Рано лишившись матери, Микеланджело провел первые детские годы в доме бабушки Лиссандры, в горах близ Флоренции. Позднее он любил повторять, что вместе с горным воздухом и молоком своей кормилицы — жены местного каменотеса — впитал в себя любовь к камню:

С высокой кручи гордого утеса,
Где с детства душу с камнем породнил,
Я вниз сошел, когда набрался сил,
Связав себя с судьбой каменотеса.  

Если бы биографы Микеланджело, которые уже при жизни приписывали его гениальности некоторую сверхъестественность, обратили внимание на это авторское признание, они вернее бы осознали истоки его творчества. Он рос вполне обычным ребенком. Как большинство его сверстников, скучал в школе над латинской грамматикой, с увлечением играл в лапту и бегал на Арно удить рыбу; был не в меру вспыльчив и задирист, о чем на всю жизнь сохранил отметину — сломанную переносицу.

Вся родня, кичившаяся знатностью когда-то состоятельного, но вконец разорившегося флорентийского рода, воспротивилась желанию мальчика заниматься «художествами». Уже тогда Микеланджело проявил завидную твердость характера, а свой выбор подкрепил упорным трудом. Поначалу он был подмастерьем у знаменитого живописца Гирляндайо, а затем учеником школы ваяния в садах Сан Марко у скульптора Бертольдо ди Джованни, ученика Донателло. Впоследствии он с гордостью вспоминал, что с тринадцати лет начал зарабатывать на хлеб и стал главной опорой в жизни отцу и четырем братьям, которые никогда не отличались трудолюбием.

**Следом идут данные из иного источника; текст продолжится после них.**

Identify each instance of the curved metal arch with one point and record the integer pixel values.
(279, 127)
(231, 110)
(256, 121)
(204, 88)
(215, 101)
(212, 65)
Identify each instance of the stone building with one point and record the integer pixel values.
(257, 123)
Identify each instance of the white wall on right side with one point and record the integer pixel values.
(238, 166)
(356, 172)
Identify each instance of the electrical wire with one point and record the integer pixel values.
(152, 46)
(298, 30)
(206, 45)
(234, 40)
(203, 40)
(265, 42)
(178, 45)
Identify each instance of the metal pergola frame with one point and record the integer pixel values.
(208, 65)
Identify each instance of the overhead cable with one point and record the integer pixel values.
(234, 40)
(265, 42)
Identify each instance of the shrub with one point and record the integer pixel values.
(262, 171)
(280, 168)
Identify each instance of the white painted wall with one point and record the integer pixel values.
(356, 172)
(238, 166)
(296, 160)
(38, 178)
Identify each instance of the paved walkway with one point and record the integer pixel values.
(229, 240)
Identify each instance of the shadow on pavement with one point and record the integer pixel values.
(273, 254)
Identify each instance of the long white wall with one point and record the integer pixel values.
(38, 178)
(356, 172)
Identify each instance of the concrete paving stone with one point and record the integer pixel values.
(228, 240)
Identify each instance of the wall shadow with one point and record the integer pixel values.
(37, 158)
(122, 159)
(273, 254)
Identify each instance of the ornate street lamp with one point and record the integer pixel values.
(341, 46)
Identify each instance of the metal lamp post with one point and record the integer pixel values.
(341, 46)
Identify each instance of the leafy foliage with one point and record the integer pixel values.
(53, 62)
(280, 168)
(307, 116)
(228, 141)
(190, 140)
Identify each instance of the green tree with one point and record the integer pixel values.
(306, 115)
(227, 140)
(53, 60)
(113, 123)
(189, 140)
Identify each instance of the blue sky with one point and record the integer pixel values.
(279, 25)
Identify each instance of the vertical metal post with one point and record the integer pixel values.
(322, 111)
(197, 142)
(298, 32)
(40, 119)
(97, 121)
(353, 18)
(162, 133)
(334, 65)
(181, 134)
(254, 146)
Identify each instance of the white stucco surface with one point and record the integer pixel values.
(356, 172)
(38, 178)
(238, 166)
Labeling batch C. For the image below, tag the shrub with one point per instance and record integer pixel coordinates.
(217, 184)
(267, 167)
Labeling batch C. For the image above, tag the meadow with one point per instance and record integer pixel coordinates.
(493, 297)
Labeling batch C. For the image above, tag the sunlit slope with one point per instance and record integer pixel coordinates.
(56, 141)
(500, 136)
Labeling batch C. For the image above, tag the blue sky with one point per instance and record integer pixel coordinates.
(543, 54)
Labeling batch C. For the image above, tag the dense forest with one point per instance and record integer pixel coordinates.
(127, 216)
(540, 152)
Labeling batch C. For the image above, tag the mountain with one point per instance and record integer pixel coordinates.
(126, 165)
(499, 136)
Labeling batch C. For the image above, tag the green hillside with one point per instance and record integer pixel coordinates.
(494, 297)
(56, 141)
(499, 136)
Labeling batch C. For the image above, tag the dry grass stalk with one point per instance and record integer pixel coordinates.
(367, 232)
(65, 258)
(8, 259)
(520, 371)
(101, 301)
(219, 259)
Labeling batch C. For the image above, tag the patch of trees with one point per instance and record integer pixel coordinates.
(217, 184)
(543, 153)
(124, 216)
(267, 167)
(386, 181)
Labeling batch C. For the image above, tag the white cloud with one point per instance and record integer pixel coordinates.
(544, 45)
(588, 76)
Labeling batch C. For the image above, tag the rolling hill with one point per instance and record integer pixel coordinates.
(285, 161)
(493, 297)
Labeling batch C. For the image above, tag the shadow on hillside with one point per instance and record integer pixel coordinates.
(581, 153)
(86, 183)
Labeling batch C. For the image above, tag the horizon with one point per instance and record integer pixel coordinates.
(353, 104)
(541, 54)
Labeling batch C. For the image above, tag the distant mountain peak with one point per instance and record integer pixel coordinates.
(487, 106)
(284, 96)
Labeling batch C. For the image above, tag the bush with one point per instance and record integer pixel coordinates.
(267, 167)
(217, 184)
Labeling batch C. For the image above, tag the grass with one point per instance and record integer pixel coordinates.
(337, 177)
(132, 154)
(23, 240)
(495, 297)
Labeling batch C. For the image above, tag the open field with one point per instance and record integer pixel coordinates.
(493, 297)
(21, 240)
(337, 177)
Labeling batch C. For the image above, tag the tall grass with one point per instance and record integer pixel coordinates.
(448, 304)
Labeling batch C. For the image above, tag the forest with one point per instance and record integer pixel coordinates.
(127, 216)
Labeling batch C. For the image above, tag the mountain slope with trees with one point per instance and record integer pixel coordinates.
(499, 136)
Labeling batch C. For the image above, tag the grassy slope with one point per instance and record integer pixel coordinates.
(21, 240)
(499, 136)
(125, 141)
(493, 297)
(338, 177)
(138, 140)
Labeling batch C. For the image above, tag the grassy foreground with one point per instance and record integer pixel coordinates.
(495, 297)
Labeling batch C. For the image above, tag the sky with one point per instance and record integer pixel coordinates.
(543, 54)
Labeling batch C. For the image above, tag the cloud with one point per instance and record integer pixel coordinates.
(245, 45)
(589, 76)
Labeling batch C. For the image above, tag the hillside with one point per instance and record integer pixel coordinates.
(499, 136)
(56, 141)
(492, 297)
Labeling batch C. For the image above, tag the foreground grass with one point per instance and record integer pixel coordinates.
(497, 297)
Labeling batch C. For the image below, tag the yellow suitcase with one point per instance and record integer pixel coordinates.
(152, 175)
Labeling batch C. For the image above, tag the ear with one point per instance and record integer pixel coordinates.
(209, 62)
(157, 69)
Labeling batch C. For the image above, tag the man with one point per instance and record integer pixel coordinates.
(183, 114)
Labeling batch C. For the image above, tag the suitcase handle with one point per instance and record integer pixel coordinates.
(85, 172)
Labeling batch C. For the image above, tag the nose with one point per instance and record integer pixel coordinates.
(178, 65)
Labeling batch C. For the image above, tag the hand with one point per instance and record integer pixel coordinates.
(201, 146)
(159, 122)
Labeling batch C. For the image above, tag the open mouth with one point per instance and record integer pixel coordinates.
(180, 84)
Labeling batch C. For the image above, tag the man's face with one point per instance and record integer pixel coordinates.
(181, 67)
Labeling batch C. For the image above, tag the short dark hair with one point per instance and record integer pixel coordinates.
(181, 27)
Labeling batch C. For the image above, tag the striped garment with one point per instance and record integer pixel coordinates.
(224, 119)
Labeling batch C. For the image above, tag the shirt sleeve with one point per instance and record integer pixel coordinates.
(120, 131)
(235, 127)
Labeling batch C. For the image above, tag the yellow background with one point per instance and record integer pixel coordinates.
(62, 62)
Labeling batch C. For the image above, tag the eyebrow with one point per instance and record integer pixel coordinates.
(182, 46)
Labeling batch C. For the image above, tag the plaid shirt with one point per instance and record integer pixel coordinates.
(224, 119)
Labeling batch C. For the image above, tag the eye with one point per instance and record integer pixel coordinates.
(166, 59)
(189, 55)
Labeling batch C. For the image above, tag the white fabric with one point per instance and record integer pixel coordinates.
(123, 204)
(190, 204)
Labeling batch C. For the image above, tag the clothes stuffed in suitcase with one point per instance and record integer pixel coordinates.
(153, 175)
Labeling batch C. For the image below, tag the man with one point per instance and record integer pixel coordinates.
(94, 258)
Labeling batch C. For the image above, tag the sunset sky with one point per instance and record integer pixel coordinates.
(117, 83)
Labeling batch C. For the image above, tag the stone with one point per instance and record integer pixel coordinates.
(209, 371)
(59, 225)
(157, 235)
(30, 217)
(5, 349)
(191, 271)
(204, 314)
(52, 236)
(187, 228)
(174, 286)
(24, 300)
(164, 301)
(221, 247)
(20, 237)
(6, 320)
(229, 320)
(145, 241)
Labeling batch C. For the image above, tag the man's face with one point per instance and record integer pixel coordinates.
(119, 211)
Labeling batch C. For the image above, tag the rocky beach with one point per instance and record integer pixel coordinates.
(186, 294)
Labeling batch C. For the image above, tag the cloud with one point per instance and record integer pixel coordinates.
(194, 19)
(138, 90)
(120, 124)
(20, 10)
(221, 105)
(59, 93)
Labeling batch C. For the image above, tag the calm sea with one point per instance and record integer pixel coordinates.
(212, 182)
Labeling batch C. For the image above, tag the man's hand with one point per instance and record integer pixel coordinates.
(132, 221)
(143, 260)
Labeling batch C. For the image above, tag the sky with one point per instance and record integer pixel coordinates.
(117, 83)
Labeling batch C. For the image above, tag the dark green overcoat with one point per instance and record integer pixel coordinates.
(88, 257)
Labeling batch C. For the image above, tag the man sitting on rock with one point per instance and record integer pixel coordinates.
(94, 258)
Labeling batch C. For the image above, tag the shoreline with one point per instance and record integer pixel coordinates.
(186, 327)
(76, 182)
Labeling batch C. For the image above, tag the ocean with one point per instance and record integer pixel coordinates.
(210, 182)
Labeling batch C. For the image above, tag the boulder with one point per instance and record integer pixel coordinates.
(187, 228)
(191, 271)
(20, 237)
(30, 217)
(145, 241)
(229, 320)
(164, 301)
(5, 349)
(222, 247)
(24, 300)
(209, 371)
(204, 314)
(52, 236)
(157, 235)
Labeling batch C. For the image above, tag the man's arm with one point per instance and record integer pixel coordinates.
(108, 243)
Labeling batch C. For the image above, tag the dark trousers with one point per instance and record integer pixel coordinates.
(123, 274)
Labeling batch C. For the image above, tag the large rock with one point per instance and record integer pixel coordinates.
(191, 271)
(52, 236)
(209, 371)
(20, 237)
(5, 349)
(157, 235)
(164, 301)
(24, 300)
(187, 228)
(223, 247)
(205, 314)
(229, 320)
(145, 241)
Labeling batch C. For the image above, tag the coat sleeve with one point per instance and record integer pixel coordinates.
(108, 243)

Итак, к искусству он пристрастился подростком и за свои недюжинные способности, остроту ума и независимость суждений был принят как равный в круг выдающихся гуманистов, мыслителей, поэтов и художников, снискавших Флоренции мировую славу. Марсилио Фичино, Джованни Пико делла Мирандола, Анджело Полициано, Кристофоро Ландино, основатели флорентийской Платоновской академии, стали первыми наставниками даровитого юнца и оказали значительное влияние на становление его мировоззрения.

Хотя на политическом небосклоне сгущались тучи — предвестницы грядущих социальных потрясений и народных бедствий, — при княжеском дворе, к которому был приближен юный Микеланджело, царила праздничная атмосфера эпикурейства, так точно выраженная флорентийским правителем, меценатом и поэтом Лоренцо Медичи:

Златая юности пора,

Вкусим же ныне наслажденье,
Не зная, что нас ждет с утра.

Но Микеланджело был далек от таких настроений. Не наслаждений жаждал он, а знаний. Дни напролет проводил он в дворцовой библиотеке, изучал античные изваяния из частного собрания Медичи, а в местной церкви Кармине делал зарисовки с фресок, написанных в начале века великим Мазаччо — родоначальником новой живописи итальянского Возрождения.

Пытливый юноша скоро осознал, сколь труден и тернист путь в искусстве к вершинам. Об ином он не помышлял, ибо ощущал в себе колоссальный заряд творческой энергии. Он не гнушался никакой черной работы. Его одержимость изумляла всех, кто видел его в деле: будь то прославленный художник или простой каменотес. Обретенные в юности знания и навыки ремесла оказали Микеланджело неоценимую услугу, когда он, почти не прибегая к помощи подмастерьев и учеников, приступил к осуществлению грандиозных замыслов и, преисполненный исполинского и почти космического мировосприятия, готов был бросить вызов самой природе.

В молодые годы Микеланджело подружился с поэтом Полициано, который подсказал ему сюжет «Битвы лапифов с кентаврами» — одного из ранних изваяний, в котором мощно прозвучало героическое начало. Один из его биографов и ученик Асканио Кондиви свидетельствует, что в кругу сверстников Микеланджело нередко читал стихи любимых поэтов и сам сочинял «для своего удовольствия». Уже тогда его тонко чувствующая натура начала «видеть» звук и «слышать» цвет. Однако настоящая потребность самому выразить мысли и чувства в поэтическом слове появилась, по всей видимости, после поездки в Рим. Там начинающий мастер создал для Собора святого Петра скульптурную композицию «Пьетà», которая принесла ему всеобщее признание, поразив современников как совершенством формы, так и глубиной выраженных чувств материнской любви и скорби. Для самого автора эта работа явилась своеобразным прощанием с молодостью на исходе XV столетия.

Приход XVI века Микеланджело встретил преисполненный сил и готовый на дерзания. Ему суждено было стать подлинным выразителем своего времени, так как он первым сумел уловить и передать в искусстве дыхание и поступь новой эпохи с ее вдохновенными устремлениями, гениальными научными предвидениями, первым кругосветным плаванием, народными восстаниями и кровопролитными войнами. Это была эпоха героев и палачей, мечтателей и авантюристов, еретиков и фанатичных приверженцев веры.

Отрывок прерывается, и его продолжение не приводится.